In [1]:
from pinecone import Pinecone
from dotenv import load_dotenv
import sys
import os

# Add the backend directory to Python path so it can find the 'app' package
backend_dir = os.path.dirname(os.path.abspath(""))
if backend_dir not in sys.path:
    sys.path.insert(0, backend_dir)

from app.services.embeddings import EmbeddingService

load_dotenv()

text = """ ## Chapter 5. Tables
*-*-*-*
The bulk of the detailed information in a paper is typically presented in its tables. Do not overload the text with information that could be presented better in a table. As you prepare your article, consider whether a table is most appropriate.

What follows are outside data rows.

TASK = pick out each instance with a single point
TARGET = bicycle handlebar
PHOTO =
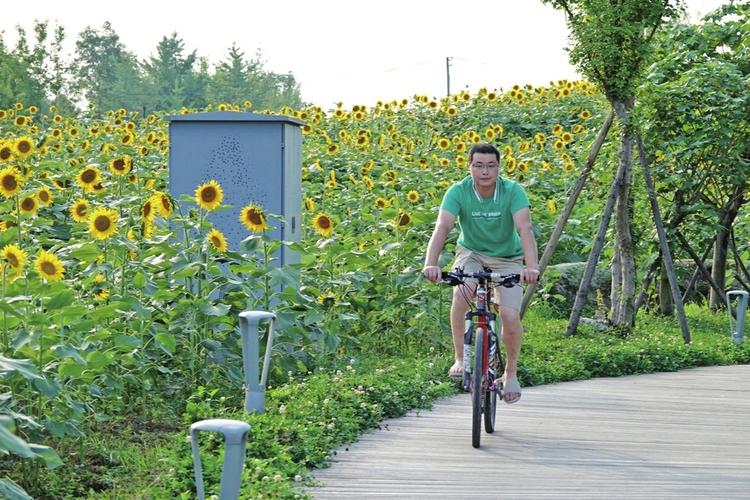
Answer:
(458, 277)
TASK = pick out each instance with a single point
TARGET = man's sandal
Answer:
(511, 390)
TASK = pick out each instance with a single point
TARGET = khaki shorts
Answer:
(473, 262)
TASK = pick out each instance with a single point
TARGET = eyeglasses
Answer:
(480, 166)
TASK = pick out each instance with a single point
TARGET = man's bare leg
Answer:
(512, 334)
(459, 308)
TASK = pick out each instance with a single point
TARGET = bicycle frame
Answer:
(486, 319)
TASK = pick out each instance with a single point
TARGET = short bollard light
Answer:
(255, 389)
(235, 437)
(737, 334)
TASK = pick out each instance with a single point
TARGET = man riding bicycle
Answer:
(496, 233)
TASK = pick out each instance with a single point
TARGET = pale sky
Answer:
(350, 51)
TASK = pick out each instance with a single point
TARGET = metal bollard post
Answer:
(738, 334)
(235, 438)
(255, 391)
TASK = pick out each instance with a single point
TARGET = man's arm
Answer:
(444, 224)
(522, 220)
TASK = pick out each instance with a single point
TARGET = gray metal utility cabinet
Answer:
(255, 158)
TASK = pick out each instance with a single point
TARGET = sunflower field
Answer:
(114, 292)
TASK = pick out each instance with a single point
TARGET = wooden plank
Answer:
(664, 435)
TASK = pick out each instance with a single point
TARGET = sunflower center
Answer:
(9, 182)
(88, 176)
(255, 217)
(48, 268)
(208, 194)
(102, 223)
(12, 259)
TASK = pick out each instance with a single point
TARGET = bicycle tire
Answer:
(490, 396)
(476, 395)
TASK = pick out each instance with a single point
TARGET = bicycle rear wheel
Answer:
(477, 392)
(490, 395)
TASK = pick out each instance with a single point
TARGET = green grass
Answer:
(308, 418)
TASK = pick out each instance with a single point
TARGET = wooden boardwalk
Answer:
(664, 435)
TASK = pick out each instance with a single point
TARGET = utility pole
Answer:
(448, 74)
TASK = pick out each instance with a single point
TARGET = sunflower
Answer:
(28, 205)
(147, 210)
(253, 218)
(23, 147)
(89, 177)
(103, 223)
(49, 267)
(121, 166)
(209, 195)
(403, 220)
(163, 204)
(10, 181)
(322, 224)
(6, 151)
(327, 299)
(44, 195)
(309, 204)
(217, 240)
(13, 256)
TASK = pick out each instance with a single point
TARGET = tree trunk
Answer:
(719, 268)
(721, 246)
(666, 254)
(549, 249)
(615, 270)
(596, 249)
(623, 301)
(666, 304)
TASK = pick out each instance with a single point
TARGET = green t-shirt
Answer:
(487, 224)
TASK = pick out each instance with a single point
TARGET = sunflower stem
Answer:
(18, 220)
(5, 317)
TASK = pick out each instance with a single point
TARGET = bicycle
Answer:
(483, 382)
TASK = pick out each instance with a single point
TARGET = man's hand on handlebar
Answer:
(530, 275)
(432, 273)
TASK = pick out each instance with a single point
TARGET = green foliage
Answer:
(611, 40)
(309, 416)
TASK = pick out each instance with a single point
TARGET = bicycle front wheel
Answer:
(477, 389)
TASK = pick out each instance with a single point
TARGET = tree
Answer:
(16, 84)
(236, 80)
(696, 110)
(172, 81)
(44, 63)
(106, 74)
(611, 43)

- • If the text is crowded with detail, especially quantitative detail, consider creating a table.
- • Consolidate similar information into one table to let the reader compare easily so that the reader does not have to search for related information.
- • If a table has only a few rows and columns, try stating the findings in a few sentences. Information in small tables can often be presented better in the text.
*-*-*-*
Both tables and figures are used to support conclusions or illustrate concepts, but they have essential differences in purpose. Tables present numbers for comparison with other numbers or summarize or define concepts, terms, or other details of a study. Graphs reveal trends or delineate selected features. Sometimes the two purposes overlap, but they rarely substitute for one another. Data presented in tables should not be duplicated in graphs, and vice versa.
*-*-*-*
Readers often study tables and figures before they read the text. Therefore, each table and figure should stand alone, complete and informative in itself.
*-*-*-*
Tables are often used for reporting extensive numerical data in an organized manner. They should be self-explanatory. Number the tables in the order in which they are cited in the text.
*-*-*-*
GUIDELINES FOR PREPARING TABLES

Follow these guidelines to ensure that your tables will be prepared efficiently and accurately for typesetting, with little chance of introduced errors.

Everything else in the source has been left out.